Qualunque cosa si possa dire dal punto di vista filologico quanto al valore dell'ipotesi delle due fonti, di cui i teologi critici tedeschi sono così orgogliosi, essa non ha alcun valore, come hanno dimostrato le considerazioni precedenti, nella misura in cui è interessata la storicità di Gesù. Non ne avrebbe nemmeno se i contenuti esatti delle fonti ci fossero noti, come sembra pensare Weinel, e se la ricostruzione delle fonti nella traduzione tedesca di Harnack, che non è in alcun modo generalmente ammessa, fosse qualcosa di più di un semplice tentativo ipotetico, e se le analisi corrispondenti di Wernle non fossero congetture velate e incerte. Non importa fin quanto il metodo dei teologi storici sarà migliorato in futuro, esso non può fare di più. Che nei vangeli abbiamo davvero a che fare con la “tradizione di una personalità” — precisamente, il Gesù storico — non può essere mostrato nemmeno dalla più acuta critica filologica e dalla più perfetta padronanza dell'apparato tecnico. Il tentativo dei teologi storici di raggiungere il nucleo storico dei vangeli con mezzi puramente filologici è senza speranza, e deve rimanere senza speranza, perché la tradizione evangelica fluttua nell'aria; la fede nel suo valore storico non è confermata da una singola testimonianza esterna che possieda la minima pretesa di fiducia.

NOTE

[1] Wernle, Die synoptische Frage, 1899, pag. 204.

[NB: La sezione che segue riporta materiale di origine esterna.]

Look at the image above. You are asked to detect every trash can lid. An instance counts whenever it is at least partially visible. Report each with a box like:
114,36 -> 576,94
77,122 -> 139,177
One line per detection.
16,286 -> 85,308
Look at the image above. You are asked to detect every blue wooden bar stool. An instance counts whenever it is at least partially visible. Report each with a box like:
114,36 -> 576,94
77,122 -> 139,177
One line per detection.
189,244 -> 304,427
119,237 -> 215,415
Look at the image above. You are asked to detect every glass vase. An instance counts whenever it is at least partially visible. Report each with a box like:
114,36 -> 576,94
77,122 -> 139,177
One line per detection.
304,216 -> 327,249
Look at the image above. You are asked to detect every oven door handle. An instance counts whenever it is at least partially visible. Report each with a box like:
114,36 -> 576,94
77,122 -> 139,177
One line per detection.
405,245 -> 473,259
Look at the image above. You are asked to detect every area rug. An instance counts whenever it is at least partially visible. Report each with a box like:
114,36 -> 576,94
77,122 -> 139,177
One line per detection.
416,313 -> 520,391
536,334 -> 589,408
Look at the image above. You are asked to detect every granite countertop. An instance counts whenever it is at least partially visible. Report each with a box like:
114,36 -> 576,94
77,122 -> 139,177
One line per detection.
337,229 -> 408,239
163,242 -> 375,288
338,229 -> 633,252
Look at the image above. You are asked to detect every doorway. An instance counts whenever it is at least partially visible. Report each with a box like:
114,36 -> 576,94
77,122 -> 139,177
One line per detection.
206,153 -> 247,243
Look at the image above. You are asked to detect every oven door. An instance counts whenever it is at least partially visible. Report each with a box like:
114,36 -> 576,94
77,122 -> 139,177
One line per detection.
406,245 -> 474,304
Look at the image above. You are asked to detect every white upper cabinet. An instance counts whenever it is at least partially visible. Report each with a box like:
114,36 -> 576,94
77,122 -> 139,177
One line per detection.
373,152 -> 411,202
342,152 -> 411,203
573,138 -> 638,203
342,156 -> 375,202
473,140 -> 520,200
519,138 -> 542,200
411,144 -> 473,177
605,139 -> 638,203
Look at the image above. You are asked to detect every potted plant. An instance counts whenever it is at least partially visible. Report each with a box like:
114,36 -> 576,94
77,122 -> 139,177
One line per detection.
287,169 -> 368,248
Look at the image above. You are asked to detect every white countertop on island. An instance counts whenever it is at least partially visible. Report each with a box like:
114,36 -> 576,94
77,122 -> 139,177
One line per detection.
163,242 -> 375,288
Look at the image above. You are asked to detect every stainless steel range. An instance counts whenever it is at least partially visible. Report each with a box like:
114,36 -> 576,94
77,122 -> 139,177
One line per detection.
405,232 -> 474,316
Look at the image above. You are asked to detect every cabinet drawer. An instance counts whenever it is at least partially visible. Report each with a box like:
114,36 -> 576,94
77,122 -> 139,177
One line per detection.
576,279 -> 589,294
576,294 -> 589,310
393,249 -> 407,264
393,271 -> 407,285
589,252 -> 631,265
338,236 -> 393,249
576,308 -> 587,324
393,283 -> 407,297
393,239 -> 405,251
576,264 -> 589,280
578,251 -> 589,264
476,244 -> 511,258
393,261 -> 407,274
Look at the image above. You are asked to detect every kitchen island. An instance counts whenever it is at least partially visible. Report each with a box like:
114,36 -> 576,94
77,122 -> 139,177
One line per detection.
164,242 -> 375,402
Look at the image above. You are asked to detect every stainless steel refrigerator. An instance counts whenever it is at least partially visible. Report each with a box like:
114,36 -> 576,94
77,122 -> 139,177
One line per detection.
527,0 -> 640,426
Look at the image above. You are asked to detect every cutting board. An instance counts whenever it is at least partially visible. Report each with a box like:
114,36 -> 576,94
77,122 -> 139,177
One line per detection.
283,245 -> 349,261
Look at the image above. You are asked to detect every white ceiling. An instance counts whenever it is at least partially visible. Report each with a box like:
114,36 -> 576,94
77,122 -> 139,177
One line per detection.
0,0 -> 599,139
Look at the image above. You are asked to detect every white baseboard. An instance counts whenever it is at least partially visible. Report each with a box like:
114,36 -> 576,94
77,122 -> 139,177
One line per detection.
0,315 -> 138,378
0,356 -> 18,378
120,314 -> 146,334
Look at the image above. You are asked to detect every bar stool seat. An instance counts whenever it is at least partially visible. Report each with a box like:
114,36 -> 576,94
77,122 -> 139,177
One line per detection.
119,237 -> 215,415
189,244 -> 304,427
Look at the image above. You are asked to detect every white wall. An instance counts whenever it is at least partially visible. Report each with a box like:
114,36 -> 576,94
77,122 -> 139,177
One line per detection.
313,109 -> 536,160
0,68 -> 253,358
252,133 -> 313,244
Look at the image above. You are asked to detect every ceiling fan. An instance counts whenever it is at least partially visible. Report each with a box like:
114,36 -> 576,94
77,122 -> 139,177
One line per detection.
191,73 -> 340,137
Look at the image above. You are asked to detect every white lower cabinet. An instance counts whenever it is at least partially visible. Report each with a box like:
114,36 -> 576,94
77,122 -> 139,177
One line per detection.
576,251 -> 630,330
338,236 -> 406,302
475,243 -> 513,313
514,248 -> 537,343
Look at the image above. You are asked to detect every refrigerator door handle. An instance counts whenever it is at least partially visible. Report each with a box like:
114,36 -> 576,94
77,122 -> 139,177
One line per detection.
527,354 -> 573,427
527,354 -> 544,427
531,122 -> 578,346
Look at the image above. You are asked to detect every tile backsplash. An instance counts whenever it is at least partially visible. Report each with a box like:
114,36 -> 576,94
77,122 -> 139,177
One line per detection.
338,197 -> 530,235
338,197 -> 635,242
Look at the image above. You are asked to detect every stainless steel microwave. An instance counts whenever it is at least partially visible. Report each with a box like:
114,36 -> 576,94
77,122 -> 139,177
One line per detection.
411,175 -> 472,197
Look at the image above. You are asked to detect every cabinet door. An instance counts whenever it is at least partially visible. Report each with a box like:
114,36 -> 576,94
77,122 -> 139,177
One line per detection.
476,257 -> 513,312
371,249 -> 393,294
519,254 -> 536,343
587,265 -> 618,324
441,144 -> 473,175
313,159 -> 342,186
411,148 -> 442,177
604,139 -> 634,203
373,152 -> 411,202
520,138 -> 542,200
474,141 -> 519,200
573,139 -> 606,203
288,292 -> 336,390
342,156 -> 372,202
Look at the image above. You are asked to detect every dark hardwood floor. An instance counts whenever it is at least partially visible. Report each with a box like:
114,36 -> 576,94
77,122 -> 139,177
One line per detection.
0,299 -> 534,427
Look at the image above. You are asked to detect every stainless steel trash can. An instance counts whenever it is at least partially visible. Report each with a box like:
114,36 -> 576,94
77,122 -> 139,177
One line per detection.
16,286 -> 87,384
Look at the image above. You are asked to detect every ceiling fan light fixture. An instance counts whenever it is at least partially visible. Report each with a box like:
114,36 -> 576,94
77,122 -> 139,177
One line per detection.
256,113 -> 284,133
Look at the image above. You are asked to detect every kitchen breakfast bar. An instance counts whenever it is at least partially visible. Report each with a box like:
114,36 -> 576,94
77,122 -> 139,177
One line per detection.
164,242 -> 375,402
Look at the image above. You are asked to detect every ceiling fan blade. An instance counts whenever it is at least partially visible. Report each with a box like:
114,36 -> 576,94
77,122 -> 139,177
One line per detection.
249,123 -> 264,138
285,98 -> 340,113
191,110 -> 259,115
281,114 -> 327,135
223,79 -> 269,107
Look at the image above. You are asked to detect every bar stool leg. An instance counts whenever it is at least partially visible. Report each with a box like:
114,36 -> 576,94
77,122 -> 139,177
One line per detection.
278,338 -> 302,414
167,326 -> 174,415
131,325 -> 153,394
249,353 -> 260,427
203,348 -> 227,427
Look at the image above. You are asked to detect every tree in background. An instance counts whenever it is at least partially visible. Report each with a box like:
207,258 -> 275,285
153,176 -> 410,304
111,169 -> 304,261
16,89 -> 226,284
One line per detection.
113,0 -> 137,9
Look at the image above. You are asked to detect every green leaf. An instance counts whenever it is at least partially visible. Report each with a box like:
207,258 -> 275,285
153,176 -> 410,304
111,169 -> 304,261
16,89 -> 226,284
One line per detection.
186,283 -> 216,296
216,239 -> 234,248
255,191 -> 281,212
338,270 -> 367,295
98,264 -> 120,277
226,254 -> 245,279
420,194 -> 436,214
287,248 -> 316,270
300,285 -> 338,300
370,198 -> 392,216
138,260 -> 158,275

[2] Storia Ecclesiastica 3:40.

[3] Si veda Gfrörer, Die heilige Sage, I, 3-23, 1838; anche Lützelberger, Die kirkliche Tradition über den Apostel Johannes, 1842, pag. 76-93.

[4] Matteo 10:20; Marco 13:11. Confronta anche Apocalisse 19:10: “La testimonianza di Gesù è lo spirito di profezia”.

[5] Wernle, opera citata, pag. 229.

[6] Steudel, Wir Gelehrten vom Fach! pag. 37; Im Kampf um die Christusmythe, pag. 56.